Adaptive Confidence Evaluation Scheme for Periodic Activity Recognition in Smart Home Environments
Yi-En Tan, Chun‐Chih Lo, Chin‐Shiuh Shieh, Denis Miu, Mong‐Fong Horng · 2019
The concept of Internet of Things (IoT) and related applications have developed rapidly worldwide in recent years. Application such as smart home has made it possible to monitor, control and notify alerts in a home. It also able to improve an individual's quality of life by discovering periodic human activity to enable home automations. Furthermore, the selection of appropriate set of sensors and correct preprocessing of sensor data are all important elements to correctly identify user's daily activities. However, these application usually ignore the spatial information that each sensor may provide, and identify user activities simply based on the data collected from sensors. Moreover, the confidence which indicates the probability that activities are correctly recognized is also an important issue.

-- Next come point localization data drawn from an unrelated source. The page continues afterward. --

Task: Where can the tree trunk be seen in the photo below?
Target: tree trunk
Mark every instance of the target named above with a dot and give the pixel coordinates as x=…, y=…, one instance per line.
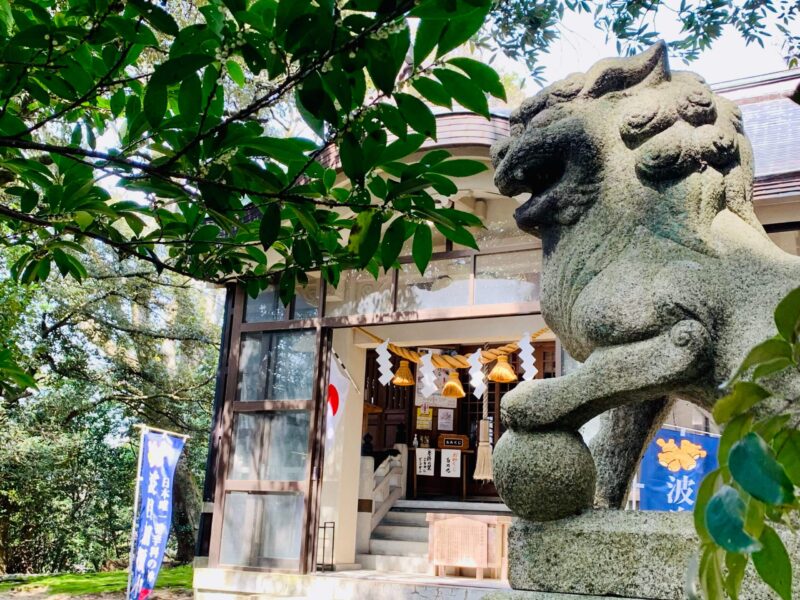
x=186, y=507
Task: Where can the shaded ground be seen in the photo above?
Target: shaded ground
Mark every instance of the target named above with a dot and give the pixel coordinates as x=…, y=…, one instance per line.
x=172, y=584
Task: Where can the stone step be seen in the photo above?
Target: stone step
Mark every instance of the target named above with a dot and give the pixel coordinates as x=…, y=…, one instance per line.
x=402, y=517
x=408, y=533
x=398, y=548
x=444, y=506
x=393, y=564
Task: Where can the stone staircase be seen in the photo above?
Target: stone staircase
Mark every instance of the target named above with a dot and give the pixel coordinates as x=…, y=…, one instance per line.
x=400, y=541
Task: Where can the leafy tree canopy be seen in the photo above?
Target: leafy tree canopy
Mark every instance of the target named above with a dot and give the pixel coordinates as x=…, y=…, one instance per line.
x=178, y=109
x=523, y=29
x=123, y=346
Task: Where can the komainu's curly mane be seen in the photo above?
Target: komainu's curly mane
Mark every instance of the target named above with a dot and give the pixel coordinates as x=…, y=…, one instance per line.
x=630, y=123
x=656, y=273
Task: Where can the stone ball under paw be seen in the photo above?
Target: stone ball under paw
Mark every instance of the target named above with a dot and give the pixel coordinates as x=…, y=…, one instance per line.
x=544, y=475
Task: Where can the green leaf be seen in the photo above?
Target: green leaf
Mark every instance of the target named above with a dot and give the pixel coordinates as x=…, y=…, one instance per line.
x=744, y=396
x=156, y=16
x=704, y=494
x=235, y=72
x=711, y=572
x=270, y=227
x=422, y=247
x=484, y=75
x=725, y=522
x=733, y=432
x=392, y=243
x=354, y=162
x=754, y=517
x=401, y=148
x=393, y=120
x=117, y=102
x=155, y=104
x=753, y=467
x=417, y=114
x=28, y=201
x=301, y=251
x=787, y=315
x=189, y=97
x=463, y=91
x=428, y=34
x=365, y=236
x=459, y=30
x=459, y=167
x=735, y=564
x=787, y=452
x=773, y=564
x=385, y=59
x=287, y=286
x=83, y=219
x=433, y=91
x=179, y=68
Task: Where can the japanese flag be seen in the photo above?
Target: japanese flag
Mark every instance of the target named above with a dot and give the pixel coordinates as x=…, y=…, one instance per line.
x=338, y=388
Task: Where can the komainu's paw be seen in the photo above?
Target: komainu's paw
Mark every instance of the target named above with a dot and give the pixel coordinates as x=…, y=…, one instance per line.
x=533, y=405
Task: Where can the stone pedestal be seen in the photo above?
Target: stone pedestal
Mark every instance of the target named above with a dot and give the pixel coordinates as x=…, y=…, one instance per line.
x=630, y=554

To enhance the result of periodic activity recognition, only the results with high confidence should be included when training sensor data. Thus, this paper proposes an adaptive confidence evaluation scheme that evaluate activities dynamically to enhance the result of periodic activity recognition. Experiment results showed the proposed method with adaptive confidence evaluation scheme may reduce the number of discovered activities at an average of 17.87% and improve the accuracy of find the occurrence of activities compared with proposed method without adaptive confidence evaluation scheme. This indicate that the proposed method with adaptive confidence evaluation scheme can effectively applied to smart home environments.